Опустив глаза и с выражением печали, стыда и гнева на лице, Пандульфо ди Гвидо, уважаемый гражданин благородного происхождения, медленно пробрался через толпу и скрылся.
Между тем Адриан, войдя в улицу, которая, несмотря на близость к собравшейся толпе, была пуста и безмолвна, обратился к своему свирепому товарищу.
– Родольф! – сказал он. – Слушай! Не делать насилий гражданам. Вернись к толпе, собери друзей нашего дома, выведи их оттуда; пусть Колоннов не обвиняют в бесчинствах нынешнего дня. Уверь наших приверженцев, что я званием рыцаря, которое получил от императора, клянусь наказать Мартино ди Порто мечом моим за его преступление. Мне бы хотелось самому лично унять шум, но, кажется, мое присутствие служит только к поощрению его. Ступай, ты имеешь вес у всех их.
– Да, синьор, вес ударов! – отвечал угрюмый солдат. – Но приказание ваше трудно исполнить; мне бы хотелось, чтобы их грязная кровь текла еще один или два часа. Но, извините, повинуясь вашим приказаниям, повинуюсь ли я также и приказаниям моего господина, вашего родственника? Ведь это старый Стефан Колонна, который – благослови его Бог! – редко бережет кровь и деньги (за исключением своих собственных!). На его деньги я живу и ему клялся в верности.
– Diavolo! – проворчал кавалер, и лицо его покрылось пятнами гнева; но с обычным самообладанием для итальянских нобилей он удержался и сказал громко со спокойствием и вместе с достоинством:
– Делай, как я приказываю; останови суматоху, постарайся, чтобы снисходительность была оказана с нашей стороны. Пусть через час шум затихнет, а завтра приди ко мне за наградой.

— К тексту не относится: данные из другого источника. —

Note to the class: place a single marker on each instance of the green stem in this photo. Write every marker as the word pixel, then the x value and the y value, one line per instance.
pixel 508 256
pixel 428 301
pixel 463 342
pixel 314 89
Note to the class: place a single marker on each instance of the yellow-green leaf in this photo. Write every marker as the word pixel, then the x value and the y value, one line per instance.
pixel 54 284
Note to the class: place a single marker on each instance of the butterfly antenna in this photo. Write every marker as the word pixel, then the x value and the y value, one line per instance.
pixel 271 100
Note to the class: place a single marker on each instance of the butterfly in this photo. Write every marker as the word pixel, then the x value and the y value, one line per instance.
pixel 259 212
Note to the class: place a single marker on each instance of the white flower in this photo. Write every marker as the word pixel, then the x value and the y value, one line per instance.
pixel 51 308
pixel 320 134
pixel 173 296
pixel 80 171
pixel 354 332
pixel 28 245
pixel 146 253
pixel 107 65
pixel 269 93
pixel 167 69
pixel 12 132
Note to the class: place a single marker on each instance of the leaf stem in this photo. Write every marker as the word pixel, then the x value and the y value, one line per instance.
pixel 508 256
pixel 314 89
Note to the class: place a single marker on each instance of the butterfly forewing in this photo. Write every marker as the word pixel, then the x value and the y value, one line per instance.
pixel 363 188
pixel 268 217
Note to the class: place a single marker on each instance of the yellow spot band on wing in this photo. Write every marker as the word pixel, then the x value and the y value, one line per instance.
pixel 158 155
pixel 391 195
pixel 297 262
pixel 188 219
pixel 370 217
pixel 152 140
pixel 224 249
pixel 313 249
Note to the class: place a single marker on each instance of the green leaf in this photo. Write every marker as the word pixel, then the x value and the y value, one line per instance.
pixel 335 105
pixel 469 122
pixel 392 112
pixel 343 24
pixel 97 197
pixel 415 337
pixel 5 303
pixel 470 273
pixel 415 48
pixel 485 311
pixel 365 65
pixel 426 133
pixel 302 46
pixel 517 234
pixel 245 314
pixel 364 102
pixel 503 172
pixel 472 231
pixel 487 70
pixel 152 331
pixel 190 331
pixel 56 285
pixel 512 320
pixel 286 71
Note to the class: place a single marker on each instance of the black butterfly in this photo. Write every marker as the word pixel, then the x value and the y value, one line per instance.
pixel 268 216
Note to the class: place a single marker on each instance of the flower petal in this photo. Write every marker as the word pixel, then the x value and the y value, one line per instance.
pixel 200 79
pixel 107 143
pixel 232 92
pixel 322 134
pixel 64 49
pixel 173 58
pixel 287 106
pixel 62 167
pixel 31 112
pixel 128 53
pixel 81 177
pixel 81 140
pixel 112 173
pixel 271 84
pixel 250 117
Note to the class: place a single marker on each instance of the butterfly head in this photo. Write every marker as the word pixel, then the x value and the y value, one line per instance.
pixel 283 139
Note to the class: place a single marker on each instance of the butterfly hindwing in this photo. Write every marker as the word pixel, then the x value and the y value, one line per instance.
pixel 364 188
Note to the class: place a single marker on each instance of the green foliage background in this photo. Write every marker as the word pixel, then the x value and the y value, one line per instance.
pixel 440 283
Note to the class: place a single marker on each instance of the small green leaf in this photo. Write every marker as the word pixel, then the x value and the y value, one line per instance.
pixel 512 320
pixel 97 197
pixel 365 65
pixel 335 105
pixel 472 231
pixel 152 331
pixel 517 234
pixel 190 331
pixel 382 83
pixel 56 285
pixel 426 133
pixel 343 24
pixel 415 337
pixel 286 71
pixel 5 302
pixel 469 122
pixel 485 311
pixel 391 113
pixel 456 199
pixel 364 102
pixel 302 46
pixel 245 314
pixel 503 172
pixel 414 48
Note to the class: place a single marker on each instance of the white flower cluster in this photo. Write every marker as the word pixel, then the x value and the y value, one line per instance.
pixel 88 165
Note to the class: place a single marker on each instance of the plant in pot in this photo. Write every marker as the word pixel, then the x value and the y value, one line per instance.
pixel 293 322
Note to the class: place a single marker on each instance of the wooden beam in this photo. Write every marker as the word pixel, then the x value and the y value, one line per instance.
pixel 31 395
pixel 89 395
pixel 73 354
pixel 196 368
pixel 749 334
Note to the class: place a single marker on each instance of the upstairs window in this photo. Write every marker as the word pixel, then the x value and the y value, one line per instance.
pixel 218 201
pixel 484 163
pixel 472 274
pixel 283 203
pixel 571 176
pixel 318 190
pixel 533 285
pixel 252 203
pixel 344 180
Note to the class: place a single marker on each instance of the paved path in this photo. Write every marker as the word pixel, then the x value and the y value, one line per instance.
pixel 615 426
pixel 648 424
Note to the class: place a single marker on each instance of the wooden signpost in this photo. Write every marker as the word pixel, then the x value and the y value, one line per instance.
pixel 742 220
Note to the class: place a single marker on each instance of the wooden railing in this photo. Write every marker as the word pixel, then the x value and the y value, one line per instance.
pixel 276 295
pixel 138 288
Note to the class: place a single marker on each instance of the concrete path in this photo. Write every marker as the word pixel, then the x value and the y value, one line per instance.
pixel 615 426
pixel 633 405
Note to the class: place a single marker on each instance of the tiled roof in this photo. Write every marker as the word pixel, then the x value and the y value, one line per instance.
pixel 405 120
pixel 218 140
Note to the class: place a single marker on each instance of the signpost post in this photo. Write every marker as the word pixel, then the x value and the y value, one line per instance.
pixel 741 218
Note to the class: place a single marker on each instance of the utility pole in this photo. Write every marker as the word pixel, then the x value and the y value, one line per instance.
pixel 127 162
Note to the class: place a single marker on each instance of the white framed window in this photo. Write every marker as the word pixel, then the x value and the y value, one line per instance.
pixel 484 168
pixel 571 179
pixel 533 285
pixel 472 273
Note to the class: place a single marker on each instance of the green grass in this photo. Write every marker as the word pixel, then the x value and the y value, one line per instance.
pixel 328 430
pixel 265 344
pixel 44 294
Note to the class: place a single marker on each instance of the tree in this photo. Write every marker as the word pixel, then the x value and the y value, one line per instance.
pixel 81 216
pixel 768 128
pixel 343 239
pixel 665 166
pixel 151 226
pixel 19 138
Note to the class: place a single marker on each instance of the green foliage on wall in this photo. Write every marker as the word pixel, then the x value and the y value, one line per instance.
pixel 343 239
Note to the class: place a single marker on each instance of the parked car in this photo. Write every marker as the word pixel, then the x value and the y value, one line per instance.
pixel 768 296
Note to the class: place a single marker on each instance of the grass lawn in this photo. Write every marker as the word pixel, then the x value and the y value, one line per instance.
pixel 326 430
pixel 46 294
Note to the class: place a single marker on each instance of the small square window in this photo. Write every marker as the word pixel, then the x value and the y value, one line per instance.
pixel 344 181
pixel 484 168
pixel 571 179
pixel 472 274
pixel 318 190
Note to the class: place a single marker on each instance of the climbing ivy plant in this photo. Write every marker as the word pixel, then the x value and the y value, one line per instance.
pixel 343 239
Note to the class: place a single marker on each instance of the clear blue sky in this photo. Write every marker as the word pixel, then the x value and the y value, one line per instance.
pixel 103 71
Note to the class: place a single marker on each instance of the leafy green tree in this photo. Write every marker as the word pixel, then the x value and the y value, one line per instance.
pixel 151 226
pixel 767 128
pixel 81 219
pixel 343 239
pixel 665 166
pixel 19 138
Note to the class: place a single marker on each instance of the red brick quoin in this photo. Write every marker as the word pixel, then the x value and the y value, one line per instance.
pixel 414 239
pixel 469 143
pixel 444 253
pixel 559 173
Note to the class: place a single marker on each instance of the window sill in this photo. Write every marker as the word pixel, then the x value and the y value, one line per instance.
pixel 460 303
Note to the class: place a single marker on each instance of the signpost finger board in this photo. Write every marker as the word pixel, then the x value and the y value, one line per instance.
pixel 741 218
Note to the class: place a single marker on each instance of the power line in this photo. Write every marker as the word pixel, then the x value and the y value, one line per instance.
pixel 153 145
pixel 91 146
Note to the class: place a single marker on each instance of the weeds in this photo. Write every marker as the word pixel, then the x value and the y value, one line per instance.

Вот тебе кошелек в задаток будущей моей благодарности. Что касается моего родственника (о котором приказываю тебе упоминать с большим почтением), то я говорю от его имени. Слышишь, шум увеличивается, драка усиливается, ступай, не теряй ни минуты.
Несколько устрашенный спокойной твердостью патриция, Родольф кивнул толовой, не отвечая, засунул деньги за пазуху и пошел в толпу.
Молодой кавалер, оставшись один, следовал глазами за удаляющейся фигурой солдата, на блестящей каске которого сияли косые лучи заходящего солнца, и сказал самому себе с горечью:
– Несчастный город, родник всех великих воспоминаний! Падший царь тысячи наций, как развенчан и ограблен ты малодушными и отрекшимися от тебя детьми! Твои патриции ссорятся друг с другом, народ проклинает патрициев, священники, которые должны бы сеять мир, насаждают раздоры, отец церкви бежит из своих стен, его двор – галльская деревня… А мы! Мы, происходящие от самой гордой крови Рима, сыны цезарей, потомки полубогов, поддерживаем свою наглую и ненавидимую власть мечами наемников, которые, принимая от нас плату, издеваются над нашей трусостью, держат наших граждан в рабстве и за то владычествуют над самими господами их! О, если бы мы, наследственные вожди Рима, могли чувствовать и найти свою законную опору в благодарных сердцах наших граждан!
Молодой Адриан так глубоко сознавал горькую истину всего им сказанного, что слезы негодования текли по его щекам, когда он говорил. Он не стыдился проливать их, потому что плач о падшем племени – святое чувство, а не женская слабость.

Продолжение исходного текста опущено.